First Time Wholesale Supply Contract - Advice Needed!

Business By cakechica27 Updated 28 Mar 2016 , 12:38am by Lady221Bakery

cakechica27 Posted 20 Mar 2016 , 8:45pm
post #1 of 4

Hello, all!  My bakery is almost five years old (yay!) and we are now ready for a contract with a wholesale food distributor.  We are looking for someone to provide our staples (flour, sugar, butter, etc.).  We would also like to find someone with a decent selection of sprinkles. gel pastes, and all of those decorating extras that we use every day.  AND, we're hoping they also carry packaging materials, like cake boxes, boards, etc.  Dawn Foods and Sysco keep popping up as top sellers.  Thoughts on these two? Any others out there with fair pricing and good service?  Any input from other business owners is much appreciated!  

3 replies
MimiFix Posted 20 Mar 2016 , 10:15pm
post #2 of 4

It' standard to have two suppliers - a primary for your weekly order and a back-up to fill in when your primary is out of stock on something. Is Bakemark in your area? The last I knew, Sysco was geared more for restaurants so their bakery ingredients are packaged differently than ingredients from a bakery supplier. For instance, Dawn would sell a 30# box of bulk nuts, while Sysco would sell a 30# box of nuts that contained thirty 1# packages. Or bakery suppliers have 50# and 100# bags of flour, but Sysco only carried 25# bags. The restaurant sized packaging made Sysco products far more expensive. And I'm not sure what you mean by "contract." Would you get a better price-structure if you sign a contract?

cakechica27 Posted 21 Mar 2016 , 6:57pm
post #3 of 4

We wouldn't necessarily have a contract.  We just don't use one now and are looking for one to begin using on a regular basis. No, we don't have Bakemark, but we do have Dawn Foods, Sysco, and Ben E. Keith.  I didn't realize that some businesses use more than one supplier.  I guess for us, that means one of the above, and then a run to Sam's or Costco for backup.  Thanks for the feedback! 
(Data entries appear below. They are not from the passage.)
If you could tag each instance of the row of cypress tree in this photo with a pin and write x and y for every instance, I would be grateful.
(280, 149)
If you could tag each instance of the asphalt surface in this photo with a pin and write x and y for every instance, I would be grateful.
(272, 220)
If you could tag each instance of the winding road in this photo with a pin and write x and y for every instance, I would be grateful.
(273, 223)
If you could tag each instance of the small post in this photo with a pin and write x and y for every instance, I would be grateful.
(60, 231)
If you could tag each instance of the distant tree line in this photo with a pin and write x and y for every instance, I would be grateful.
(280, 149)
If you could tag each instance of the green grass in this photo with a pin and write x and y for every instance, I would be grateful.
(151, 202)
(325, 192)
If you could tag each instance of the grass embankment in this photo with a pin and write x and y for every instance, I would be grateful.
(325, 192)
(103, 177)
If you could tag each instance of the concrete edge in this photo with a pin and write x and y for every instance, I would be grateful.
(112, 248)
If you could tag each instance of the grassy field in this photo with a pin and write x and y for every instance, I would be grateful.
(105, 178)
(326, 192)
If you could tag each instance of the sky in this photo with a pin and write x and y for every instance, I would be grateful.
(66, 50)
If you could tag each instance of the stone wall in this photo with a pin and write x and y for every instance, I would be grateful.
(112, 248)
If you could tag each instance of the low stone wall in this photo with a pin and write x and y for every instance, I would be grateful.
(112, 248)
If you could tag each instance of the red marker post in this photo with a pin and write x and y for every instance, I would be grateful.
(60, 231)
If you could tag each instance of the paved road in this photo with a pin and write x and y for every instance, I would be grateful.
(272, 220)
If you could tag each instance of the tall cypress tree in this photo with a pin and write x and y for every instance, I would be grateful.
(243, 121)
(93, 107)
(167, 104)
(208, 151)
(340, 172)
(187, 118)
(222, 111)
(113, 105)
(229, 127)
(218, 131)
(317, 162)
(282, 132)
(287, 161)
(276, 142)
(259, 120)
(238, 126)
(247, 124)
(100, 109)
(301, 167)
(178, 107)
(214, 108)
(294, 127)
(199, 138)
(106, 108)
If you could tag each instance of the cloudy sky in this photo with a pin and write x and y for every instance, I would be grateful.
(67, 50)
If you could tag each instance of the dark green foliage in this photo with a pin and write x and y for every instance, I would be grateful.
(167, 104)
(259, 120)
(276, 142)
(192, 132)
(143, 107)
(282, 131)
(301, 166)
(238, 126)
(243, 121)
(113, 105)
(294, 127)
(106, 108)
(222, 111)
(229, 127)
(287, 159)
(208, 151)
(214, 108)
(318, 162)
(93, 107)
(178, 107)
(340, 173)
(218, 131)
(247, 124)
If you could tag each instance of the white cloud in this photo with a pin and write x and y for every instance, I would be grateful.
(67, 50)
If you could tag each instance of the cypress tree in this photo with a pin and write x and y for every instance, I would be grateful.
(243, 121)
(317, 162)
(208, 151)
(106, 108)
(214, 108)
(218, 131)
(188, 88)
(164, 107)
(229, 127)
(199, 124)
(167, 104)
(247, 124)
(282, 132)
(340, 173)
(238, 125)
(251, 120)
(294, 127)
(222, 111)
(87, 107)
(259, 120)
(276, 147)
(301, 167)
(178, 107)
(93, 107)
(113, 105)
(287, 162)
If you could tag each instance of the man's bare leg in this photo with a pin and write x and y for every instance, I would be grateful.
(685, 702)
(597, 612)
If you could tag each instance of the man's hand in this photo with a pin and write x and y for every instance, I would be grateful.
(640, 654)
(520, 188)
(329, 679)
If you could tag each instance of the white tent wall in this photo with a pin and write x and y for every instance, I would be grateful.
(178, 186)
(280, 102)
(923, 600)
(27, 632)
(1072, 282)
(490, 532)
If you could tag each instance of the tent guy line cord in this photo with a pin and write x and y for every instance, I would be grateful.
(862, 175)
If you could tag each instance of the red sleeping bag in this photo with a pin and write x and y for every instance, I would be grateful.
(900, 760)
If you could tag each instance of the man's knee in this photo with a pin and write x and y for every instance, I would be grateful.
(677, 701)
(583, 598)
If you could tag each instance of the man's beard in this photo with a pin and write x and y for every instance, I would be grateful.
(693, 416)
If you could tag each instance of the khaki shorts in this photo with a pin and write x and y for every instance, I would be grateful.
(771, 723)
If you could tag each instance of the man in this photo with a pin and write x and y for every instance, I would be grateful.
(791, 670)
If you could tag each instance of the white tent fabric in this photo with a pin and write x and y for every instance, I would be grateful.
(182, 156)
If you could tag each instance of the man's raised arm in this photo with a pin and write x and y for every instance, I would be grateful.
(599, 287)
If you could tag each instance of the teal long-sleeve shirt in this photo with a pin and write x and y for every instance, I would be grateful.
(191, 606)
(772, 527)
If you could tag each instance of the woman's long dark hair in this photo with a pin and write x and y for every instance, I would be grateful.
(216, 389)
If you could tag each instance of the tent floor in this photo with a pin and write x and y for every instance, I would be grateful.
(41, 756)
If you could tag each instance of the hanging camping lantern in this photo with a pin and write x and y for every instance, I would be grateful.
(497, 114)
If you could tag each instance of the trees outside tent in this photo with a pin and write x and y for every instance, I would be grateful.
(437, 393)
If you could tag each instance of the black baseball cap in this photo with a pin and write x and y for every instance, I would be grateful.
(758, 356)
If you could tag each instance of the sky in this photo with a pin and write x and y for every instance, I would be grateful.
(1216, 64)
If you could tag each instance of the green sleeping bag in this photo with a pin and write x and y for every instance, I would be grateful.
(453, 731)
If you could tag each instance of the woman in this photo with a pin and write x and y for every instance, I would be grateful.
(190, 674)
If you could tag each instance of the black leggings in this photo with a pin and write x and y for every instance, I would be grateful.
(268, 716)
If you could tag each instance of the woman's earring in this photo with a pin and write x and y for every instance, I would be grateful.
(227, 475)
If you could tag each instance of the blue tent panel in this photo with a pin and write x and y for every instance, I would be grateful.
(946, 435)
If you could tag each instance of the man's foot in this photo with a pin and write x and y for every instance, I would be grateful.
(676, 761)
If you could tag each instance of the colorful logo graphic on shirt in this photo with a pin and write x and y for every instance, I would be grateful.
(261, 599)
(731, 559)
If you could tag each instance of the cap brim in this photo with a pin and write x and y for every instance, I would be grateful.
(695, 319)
Lady221Bakery Posted 28 Mar 2016 , 12:38am
post #4 of 4

You can always research any wholesalers that service your area and speak to their reps, get pricing catalogues and compare pricing. Make sure you factor in things like gas and delivery charges and expedited shipping if you need something in a hurry. Meet reps in person when you can and ask for samples if you like particular products like color gels.